These pipes are not brittle and as such a hard fall at the time of loading and
unloading etc, may not do any harm to it. HDPE pipes as per IS 4984-1987 can be
joined with detachable joints and can be detached at the time of shifting the
pipeline from one place to another. Though for all practical HDPE pipes are rigid
and tough, at the same time they are resilient and conform to the topography of
land when laid overground or in trenches. They are coilable, easily be bent.
HDPE pipes are easy to carry and install. They are lighter in weight and can
carried to heights as on hill. They can withstand movement of heavy traffic. This
would not cause damage to the pipes because of their flexural strength. HDPE has
excellent free flowing properties. They have non-adherent surface which
reject(not attract) any foreign materials, which would impende the flow. HDPE
pipes are anticorrosive, have smooth inner surface so that there is less friction and
pressure loss is comparatively less.
3.4.7 PIPE APPURTENANCES
In order to isolate and drain the pipeline sections for tests, inspections, leaning and
repairs, a number of appurtenances such as valves, manholes, insulation joints,
expansion joints, anchorages etc are provided at various suitable places along the
pipeline. Appurtenances are valves, which are installed in a pipeline to isolate and
drain pipeline sections for test, inspection, cleaning and repairs, and for expulsion
of air.
1. Controlling appurtenances such as Sluice valves, butterfly valves etc
2. Protective appurtenances such as air valves, non return valves/ Reflux
valves
3. Data collecting appurtenances such as pressure gauge and recorders,
venturimeter, piezometer gauging points.
4. Miscellaneous appurtenances

A)Sluice valves
Sluice valves on main line are provided to stop and regulate the low of water in the
course of ordinary operations and in an emergency. The principal considerations in
location of the valve are accessibility and proximity to special points such as
branches, stream crossings major summit points etc
Sluice valve of the same size as per diameter of the mainline pipe are nomally
used for isolating the section of pipeline. Sluice valves are sometimes used for
continuous throttling which may cause erosion of seats and lead to body
cavitations. Wherever small flows are required, the bypass valve is more suitable
for this purpose as compared to throttling the mainline valve

Figure 9 Sluice Valve Sectional View


(B) Scour Valve
Scour valves of the same size located in valley portions in the alignment of pipe
lines, so as to facilitate emptying of the pipeline whenever required for
maintenance of the pipeline. The outlet of the scour valve has to be connected to a
natural drain. However, precautions must be taken to ensure that the waste water
from the drains does not enter the water supply pipelines.
During installation of the valve, it should be ensured that it is always accessible
for operation. A proper valve chamber with locking arrangement is required to
protect the valve and prevent misuse. The size of scour valve shall be normally be
equal to half of the diameter of the main line.

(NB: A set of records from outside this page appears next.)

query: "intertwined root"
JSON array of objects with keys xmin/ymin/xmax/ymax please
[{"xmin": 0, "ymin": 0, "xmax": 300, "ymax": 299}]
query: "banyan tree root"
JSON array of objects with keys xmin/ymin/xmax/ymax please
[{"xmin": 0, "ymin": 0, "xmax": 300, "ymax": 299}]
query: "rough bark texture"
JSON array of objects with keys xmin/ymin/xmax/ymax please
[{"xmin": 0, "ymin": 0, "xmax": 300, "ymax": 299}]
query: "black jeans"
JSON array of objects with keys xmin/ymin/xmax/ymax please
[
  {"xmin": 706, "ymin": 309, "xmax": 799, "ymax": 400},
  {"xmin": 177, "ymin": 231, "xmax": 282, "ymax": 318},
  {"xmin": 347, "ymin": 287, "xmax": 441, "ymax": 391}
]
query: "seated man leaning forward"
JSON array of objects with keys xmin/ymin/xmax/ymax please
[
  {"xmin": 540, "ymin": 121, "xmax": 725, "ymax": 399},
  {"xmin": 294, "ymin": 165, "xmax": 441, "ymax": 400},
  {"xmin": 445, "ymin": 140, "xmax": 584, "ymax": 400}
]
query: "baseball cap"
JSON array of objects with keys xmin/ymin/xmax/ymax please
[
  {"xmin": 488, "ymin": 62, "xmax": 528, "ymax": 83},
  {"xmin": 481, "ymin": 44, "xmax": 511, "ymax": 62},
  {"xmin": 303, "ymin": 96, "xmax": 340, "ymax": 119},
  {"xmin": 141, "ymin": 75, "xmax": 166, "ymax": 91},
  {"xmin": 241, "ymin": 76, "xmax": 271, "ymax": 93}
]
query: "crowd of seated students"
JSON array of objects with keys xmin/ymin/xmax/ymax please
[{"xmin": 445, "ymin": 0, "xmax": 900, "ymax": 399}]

Figure.10 Scour Valve Plan View

(C) Air Valve


Air release valves are designed to expel air automatically from the pipelines,
which tends to accumulate at high points in the pipeline. Normally in gravity flow
pipelines, when the pressure of the pipe falls below the atmospheric pressure, air
has to be drawn in, to prevent the collapsing of the pipe. To prevent the pipe from
such collapse (vacuum). additionally Air valve are also have also to release any
entrained air which might works and pumping practice, two types of air valves are
required. These are know as 1) Large orifice air valve and 2) Small orifice air
wale.
(D) Large Orifice Air Valve
The purpose of this type of valve is to discharge air during filling or charging of
mains and to admit air to mains while they are being emptied. They pass air at
high rates of flow with small pressure difference either in to or out of the pipes on
which the valve is fixed. The ball, which forms the valve element although
buoyant, is rigid being covered with vulcanite.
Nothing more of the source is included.